Así lo dispuso el juez Jorge Patrizi en el marco de una audiencia de suspensión de juicio a prueba. El imputado manipuló elementos tóxicos para arreglar botes y no tomó las precauciones ni tuvo los cuidados necesarios para preservar el medio ambiente. Además del dinero que deberá aportar, tendrá que sanear el daño que provocó.

Un hombre de 38 años deberá realizar una donación de 150 mil pesos al hospital José María Cullen por utilizar elementos tóxicos para reparar botes y no tomar las precauciones necesarias para proteger el medioambiente.

Así fue resuelto por el juez de la Investigación Contravencional Preparatoria, Jorge Patrizi, en el marco de una audiencia de suspensión de juicio a prueba (también conocida como probation) llevada a cabo en los tribunales de la capital provincial.

El accionar del imputado encuadra en las contravenciones reguladas en el Código de Convivencia de la provincia. Por esa razón, la fiscal María Laura Martí investigó lo ocurrido.

“Además de la donación económica, el imputado –cuyas iniciales son EJA– deberá cumplir reglas de conducta durante un año, entre las cuales se incluyen asistir a un curso acreditado sobre cuidado ambiental y realizar el saneamiento necesario del daño que generó”, informó la fiscal.
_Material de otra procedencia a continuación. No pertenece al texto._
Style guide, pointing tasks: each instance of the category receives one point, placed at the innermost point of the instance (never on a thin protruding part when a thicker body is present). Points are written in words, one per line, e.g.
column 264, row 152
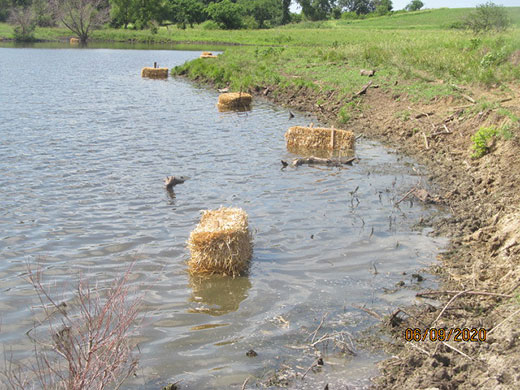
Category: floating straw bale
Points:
column 317, row 138
column 155, row 73
column 221, row 243
column 207, row 54
column 234, row 100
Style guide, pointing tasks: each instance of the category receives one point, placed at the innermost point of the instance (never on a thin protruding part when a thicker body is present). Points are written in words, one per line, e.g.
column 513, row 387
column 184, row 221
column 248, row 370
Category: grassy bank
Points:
column 442, row 96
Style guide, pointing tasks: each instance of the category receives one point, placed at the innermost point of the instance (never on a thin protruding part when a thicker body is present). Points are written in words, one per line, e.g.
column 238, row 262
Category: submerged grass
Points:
column 432, row 61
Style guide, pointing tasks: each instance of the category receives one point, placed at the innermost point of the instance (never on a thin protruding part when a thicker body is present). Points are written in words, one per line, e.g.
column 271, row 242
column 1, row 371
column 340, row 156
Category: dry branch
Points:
column 363, row 90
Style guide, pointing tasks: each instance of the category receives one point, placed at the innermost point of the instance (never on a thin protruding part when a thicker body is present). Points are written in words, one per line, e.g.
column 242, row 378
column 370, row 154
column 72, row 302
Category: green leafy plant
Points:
column 488, row 17
column 481, row 140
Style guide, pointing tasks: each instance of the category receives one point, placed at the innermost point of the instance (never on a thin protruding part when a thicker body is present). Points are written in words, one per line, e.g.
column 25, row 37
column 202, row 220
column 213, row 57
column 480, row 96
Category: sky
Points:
column 400, row 4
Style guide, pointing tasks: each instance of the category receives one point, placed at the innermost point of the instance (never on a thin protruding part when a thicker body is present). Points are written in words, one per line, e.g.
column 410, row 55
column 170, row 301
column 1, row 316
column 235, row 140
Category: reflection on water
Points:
column 217, row 295
column 321, row 153
column 85, row 144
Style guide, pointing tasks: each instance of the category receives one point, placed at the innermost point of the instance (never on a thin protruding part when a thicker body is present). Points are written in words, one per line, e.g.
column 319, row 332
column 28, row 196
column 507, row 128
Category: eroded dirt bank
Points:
column 480, row 270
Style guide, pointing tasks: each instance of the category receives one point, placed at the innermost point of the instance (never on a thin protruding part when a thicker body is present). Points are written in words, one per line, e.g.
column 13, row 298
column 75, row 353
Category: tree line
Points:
column 225, row 14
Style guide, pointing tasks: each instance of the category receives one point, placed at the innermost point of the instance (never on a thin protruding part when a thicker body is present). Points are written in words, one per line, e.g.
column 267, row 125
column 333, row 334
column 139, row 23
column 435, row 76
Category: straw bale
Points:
column 207, row 54
column 223, row 108
column 233, row 100
column 317, row 138
column 220, row 243
column 155, row 73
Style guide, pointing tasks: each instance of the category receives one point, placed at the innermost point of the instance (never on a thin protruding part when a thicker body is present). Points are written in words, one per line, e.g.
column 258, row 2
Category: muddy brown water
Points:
column 84, row 146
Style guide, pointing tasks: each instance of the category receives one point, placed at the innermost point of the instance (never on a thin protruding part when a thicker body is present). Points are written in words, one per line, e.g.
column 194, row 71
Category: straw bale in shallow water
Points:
column 317, row 138
column 234, row 100
column 207, row 54
column 155, row 73
column 221, row 243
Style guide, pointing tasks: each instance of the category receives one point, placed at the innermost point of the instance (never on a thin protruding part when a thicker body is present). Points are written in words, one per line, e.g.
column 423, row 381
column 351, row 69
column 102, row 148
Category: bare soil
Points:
column 483, row 226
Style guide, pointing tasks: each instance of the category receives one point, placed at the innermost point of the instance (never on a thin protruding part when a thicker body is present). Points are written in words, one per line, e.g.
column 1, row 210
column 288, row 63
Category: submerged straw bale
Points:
column 207, row 54
column 234, row 100
column 155, row 73
column 317, row 138
column 221, row 243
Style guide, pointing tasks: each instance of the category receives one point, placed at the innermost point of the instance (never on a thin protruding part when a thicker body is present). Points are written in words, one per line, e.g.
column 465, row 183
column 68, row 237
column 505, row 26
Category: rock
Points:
column 172, row 181
column 251, row 353
column 365, row 72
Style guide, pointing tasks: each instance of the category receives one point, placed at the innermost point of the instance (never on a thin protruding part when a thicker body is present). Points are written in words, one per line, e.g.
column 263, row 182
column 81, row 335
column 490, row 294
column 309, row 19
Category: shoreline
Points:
column 483, row 229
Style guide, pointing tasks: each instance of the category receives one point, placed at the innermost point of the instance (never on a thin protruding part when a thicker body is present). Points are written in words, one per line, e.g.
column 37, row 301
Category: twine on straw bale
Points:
column 317, row 138
column 234, row 101
column 220, row 243
column 155, row 73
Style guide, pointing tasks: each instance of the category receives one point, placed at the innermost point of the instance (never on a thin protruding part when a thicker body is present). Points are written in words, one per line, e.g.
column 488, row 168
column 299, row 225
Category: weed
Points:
column 481, row 140
column 403, row 115
column 344, row 114
column 89, row 341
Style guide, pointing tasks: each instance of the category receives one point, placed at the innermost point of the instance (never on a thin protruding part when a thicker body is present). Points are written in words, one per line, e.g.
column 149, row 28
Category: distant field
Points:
column 425, row 19
column 300, row 34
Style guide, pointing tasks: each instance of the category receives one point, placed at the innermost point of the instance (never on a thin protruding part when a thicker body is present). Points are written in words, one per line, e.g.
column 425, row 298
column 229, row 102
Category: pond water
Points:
column 85, row 143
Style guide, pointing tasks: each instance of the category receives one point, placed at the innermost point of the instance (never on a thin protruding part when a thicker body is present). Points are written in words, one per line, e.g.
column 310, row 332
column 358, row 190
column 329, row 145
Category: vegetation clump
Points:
column 24, row 23
column 488, row 17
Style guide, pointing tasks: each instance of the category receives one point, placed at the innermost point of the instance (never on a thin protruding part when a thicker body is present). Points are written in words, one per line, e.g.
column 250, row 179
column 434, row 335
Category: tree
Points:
column 360, row 7
column 43, row 13
column 286, row 13
column 487, row 17
column 317, row 9
column 263, row 10
column 414, row 5
column 144, row 11
column 227, row 14
column 185, row 12
column 122, row 12
column 82, row 16
column 383, row 6
column 24, row 22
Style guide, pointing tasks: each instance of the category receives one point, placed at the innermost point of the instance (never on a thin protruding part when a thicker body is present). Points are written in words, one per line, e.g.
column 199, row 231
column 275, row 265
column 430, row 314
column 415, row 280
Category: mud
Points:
column 483, row 226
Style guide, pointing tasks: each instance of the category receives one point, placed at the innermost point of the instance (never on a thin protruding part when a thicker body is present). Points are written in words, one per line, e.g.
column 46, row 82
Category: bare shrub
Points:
column 23, row 22
column 87, row 346
column 81, row 16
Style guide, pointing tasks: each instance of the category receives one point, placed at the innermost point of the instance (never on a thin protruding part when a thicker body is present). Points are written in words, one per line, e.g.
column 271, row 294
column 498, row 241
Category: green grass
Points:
column 415, row 47
column 425, row 19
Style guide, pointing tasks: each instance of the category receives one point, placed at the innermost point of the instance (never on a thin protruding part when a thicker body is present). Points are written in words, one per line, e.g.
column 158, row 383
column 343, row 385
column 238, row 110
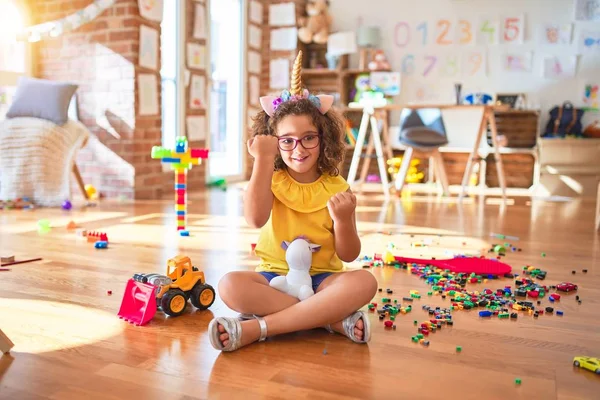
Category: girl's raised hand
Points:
column 341, row 206
column 263, row 146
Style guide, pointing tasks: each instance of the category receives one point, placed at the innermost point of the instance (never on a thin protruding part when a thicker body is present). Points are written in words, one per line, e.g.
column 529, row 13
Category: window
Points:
column 171, row 39
column 12, row 52
column 226, row 93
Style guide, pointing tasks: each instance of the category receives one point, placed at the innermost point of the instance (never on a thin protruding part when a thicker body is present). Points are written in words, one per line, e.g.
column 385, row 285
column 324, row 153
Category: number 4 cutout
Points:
column 488, row 31
column 513, row 29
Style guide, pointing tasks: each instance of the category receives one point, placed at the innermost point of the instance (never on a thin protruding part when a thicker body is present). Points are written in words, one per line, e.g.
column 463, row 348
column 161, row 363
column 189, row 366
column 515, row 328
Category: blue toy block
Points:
column 171, row 160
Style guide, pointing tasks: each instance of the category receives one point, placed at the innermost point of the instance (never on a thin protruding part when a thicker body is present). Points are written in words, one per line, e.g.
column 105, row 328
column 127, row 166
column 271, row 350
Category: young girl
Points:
column 295, row 190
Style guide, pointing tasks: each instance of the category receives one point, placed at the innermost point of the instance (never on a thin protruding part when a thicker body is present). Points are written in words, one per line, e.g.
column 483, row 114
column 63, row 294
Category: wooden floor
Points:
column 69, row 343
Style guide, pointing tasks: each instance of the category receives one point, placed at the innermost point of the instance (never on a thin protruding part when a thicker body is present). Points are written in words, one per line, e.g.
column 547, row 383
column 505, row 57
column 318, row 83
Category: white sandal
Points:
column 232, row 327
column 349, row 323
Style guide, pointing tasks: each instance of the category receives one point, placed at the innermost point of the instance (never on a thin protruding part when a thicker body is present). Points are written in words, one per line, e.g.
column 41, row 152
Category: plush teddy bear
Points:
column 380, row 62
column 316, row 27
column 297, row 282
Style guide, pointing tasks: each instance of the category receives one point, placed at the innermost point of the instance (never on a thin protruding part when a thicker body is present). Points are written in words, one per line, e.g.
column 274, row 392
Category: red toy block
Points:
column 199, row 153
column 139, row 303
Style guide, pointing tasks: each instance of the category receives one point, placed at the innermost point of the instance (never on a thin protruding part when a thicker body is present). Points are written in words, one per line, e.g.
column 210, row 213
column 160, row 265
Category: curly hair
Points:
column 331, row 127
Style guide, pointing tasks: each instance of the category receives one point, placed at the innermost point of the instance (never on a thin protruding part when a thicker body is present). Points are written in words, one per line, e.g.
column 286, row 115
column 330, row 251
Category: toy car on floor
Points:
column 147, row 292
column 589, row 363
column 566, row 287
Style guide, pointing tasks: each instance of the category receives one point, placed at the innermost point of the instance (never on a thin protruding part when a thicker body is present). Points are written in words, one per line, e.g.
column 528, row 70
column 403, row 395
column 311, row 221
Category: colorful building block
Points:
column 182, row 159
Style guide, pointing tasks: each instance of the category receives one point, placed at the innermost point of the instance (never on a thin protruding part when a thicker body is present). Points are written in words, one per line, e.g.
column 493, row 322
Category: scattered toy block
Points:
column 7, row 259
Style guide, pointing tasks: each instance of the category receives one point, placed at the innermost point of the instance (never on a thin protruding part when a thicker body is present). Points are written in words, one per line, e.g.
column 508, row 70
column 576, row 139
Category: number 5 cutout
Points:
column 514, row 29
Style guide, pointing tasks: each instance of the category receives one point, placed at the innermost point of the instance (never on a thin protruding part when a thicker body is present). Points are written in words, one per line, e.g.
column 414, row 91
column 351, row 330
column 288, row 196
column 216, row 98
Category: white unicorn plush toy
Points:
column 297, row 282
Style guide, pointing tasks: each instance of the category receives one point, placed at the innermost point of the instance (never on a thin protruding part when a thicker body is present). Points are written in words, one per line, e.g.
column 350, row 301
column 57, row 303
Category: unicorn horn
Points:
column 296, row 88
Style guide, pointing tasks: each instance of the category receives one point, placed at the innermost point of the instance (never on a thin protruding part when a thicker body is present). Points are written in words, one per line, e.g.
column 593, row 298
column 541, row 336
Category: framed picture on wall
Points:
column 514, row 100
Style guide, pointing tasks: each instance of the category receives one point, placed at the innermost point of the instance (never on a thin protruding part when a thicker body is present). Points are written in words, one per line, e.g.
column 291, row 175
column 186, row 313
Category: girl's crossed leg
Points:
column 338, row 296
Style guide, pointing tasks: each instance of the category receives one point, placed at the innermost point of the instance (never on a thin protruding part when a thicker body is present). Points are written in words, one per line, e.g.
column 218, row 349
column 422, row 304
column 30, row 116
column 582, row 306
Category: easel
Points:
column 369, row 117
column 375, row 142
column 487, row 118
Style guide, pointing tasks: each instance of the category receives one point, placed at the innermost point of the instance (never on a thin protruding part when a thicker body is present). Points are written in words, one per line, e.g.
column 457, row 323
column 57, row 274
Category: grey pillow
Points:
column 40, row 98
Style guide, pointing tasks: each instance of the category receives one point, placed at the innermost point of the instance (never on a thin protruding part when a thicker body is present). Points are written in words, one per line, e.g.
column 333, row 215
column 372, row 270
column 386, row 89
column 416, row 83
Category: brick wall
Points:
column 103, row 58
column 266, row 55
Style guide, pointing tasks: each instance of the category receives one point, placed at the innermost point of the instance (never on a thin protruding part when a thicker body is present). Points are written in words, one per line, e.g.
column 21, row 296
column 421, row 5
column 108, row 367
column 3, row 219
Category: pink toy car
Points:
column 566, row 287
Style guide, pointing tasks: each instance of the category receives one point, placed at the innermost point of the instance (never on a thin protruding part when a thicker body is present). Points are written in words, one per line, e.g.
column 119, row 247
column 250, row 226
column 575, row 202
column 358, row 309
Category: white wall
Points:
column 541, row 92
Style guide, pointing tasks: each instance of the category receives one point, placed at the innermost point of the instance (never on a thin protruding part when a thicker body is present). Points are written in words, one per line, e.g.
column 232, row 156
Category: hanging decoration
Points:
column 69, row 23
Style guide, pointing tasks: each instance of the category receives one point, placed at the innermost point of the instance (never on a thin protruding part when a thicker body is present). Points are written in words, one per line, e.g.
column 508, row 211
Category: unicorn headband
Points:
column 270, row 103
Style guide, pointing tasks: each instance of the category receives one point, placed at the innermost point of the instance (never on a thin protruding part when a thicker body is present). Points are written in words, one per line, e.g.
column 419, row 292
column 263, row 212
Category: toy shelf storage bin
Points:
column 569, row 167
column 519, row 127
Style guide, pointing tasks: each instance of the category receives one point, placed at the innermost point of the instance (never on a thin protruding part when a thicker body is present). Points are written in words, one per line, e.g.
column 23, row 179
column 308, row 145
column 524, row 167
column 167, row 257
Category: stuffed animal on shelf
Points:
column 380, row 62
column 592, row 130
column 316, row 26
column 297, row 283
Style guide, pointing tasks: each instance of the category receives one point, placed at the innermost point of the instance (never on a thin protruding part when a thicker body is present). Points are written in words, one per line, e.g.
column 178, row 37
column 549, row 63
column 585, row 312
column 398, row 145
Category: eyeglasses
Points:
column 308, row 142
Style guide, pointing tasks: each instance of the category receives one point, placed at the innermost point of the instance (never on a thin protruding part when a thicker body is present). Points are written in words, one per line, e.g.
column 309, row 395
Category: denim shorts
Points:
column 317, row 279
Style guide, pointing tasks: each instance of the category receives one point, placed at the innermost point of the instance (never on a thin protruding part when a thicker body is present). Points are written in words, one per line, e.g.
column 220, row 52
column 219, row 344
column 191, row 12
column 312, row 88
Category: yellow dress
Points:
column 300, row 209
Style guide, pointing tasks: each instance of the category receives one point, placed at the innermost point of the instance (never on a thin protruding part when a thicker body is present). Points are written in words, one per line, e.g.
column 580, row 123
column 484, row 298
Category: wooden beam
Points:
column 5, row 343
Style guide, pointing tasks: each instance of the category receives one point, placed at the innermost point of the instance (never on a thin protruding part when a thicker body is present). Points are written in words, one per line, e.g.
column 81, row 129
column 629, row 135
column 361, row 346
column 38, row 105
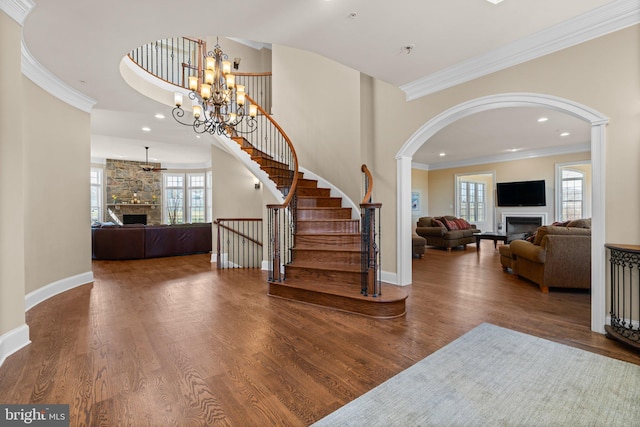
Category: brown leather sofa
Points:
column 138, row 241
column 435, row 230
column 558, row 257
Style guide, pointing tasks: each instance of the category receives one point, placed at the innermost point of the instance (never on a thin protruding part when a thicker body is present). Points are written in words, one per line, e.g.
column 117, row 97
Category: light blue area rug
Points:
column 493, row 376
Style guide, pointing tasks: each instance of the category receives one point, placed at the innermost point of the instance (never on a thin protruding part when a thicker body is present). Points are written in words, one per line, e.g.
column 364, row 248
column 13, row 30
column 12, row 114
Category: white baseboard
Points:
column 39, row 295
column 13, row 341
column 389, row 277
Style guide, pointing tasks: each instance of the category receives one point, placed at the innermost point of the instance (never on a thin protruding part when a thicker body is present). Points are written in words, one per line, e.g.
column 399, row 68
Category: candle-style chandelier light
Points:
column 219, row 104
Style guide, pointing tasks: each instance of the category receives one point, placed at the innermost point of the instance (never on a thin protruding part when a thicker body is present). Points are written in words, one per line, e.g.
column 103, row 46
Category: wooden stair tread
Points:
column 328, row 248
column 320, row 208
column 311, row 265
column 389, row 304
column 388, row 293
column 301, row 233
column 329, row 220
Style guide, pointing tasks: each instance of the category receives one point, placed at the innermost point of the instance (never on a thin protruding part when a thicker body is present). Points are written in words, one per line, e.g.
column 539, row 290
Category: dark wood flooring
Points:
column 174, row 342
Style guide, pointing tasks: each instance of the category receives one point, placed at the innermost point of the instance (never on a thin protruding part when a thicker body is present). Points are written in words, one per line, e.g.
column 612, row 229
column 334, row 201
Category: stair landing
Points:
column 391, row 303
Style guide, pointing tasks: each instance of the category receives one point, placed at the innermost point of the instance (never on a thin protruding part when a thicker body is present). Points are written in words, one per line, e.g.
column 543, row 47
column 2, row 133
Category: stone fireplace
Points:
column 134, row 219
column 132, row 191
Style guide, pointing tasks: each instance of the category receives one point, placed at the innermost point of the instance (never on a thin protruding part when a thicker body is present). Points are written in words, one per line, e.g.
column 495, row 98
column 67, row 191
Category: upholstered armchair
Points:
column 558, row 257
column 446, row 232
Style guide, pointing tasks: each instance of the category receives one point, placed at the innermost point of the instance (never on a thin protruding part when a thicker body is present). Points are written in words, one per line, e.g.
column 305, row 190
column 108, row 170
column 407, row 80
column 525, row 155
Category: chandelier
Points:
column 219, row 104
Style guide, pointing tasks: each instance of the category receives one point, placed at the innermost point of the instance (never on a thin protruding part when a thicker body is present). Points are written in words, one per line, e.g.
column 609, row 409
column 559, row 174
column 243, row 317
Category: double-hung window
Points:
column 472, row 200
column 187, row 198
column 572, row 194
column 173, row 200
column 96, row 194
column 196, row 198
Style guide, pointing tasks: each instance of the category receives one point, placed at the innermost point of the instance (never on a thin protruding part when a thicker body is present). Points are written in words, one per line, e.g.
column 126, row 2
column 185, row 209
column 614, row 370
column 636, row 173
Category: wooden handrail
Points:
column 294, row 184
column 369, row 186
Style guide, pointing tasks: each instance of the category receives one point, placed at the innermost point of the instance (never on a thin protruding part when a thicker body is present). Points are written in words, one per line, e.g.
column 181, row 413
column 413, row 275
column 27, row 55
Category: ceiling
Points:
column 82, row 43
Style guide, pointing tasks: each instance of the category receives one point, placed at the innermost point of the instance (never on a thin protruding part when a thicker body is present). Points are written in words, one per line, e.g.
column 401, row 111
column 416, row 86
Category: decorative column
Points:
column 14, row 332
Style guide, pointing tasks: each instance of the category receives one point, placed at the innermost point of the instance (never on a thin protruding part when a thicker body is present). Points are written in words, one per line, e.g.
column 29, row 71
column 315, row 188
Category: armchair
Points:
column 559, row 257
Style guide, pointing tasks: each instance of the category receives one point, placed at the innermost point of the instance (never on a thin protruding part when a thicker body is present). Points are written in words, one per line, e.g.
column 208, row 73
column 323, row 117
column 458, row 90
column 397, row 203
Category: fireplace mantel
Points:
column 542, row 215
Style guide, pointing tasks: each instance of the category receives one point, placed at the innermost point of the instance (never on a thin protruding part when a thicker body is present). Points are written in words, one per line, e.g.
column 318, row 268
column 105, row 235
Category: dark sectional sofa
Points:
column 149, row 241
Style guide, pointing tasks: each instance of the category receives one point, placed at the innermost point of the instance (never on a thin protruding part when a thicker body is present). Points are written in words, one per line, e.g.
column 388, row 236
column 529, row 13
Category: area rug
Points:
column 493, row 376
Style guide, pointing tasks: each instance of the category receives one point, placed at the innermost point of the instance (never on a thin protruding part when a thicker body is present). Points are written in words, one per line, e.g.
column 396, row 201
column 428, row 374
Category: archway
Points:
column 598, row 139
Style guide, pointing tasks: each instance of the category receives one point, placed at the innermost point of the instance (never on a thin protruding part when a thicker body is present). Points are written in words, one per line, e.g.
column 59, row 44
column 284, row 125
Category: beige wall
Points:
column 44, row 190
column 322, row 119
column 420, row 184
column 603, row 74
column 233, row 191
column 441, row 192
column 12, row 190
column 57, row 158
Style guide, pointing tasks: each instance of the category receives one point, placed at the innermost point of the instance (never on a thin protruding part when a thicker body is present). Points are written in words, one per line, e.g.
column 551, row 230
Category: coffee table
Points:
column 490, row 235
Martí explicó que “si bien las fechas no pudieron precisarse, las contravenciones fueron cometidas al menos hasta el 4 de enero de este año, en inmediaciones de Pasaje Cervantes al 3700”. Al respecto, precisó que “personal de la Municipalidad de Santa Fe y de la división de Delitos Ambientales de la Agencia de Investigación Criminal, realizaron un procedimiento en un inmueble en el que funciona una especie de astillero, que no tenía licencia ni permiso para funcionar”.

En este sentido, la funcionaria del MPA informó que “el imputado manipuló elementos tóxicos para efectuar reparaciones de botes sin tomar las precauciones ni los cuidados pertinentes a la actividad desarrollada, lo cual provocó deterioro y desequilibrio al medio ambiente”.

“La audiencia de suspensión de juicio a prueba fue por la autoría de las contravenciones indicadas en los artículos 57; 61; 135 y 137 del Código de Convivencia de la provincia de Santa Fe: incumplimiento de los mandatos legales, negocios no autorizados o prohibidos, utilización indebida de productos peligrosos y atentados contra los ecosistemas”, concluyó la fiscal.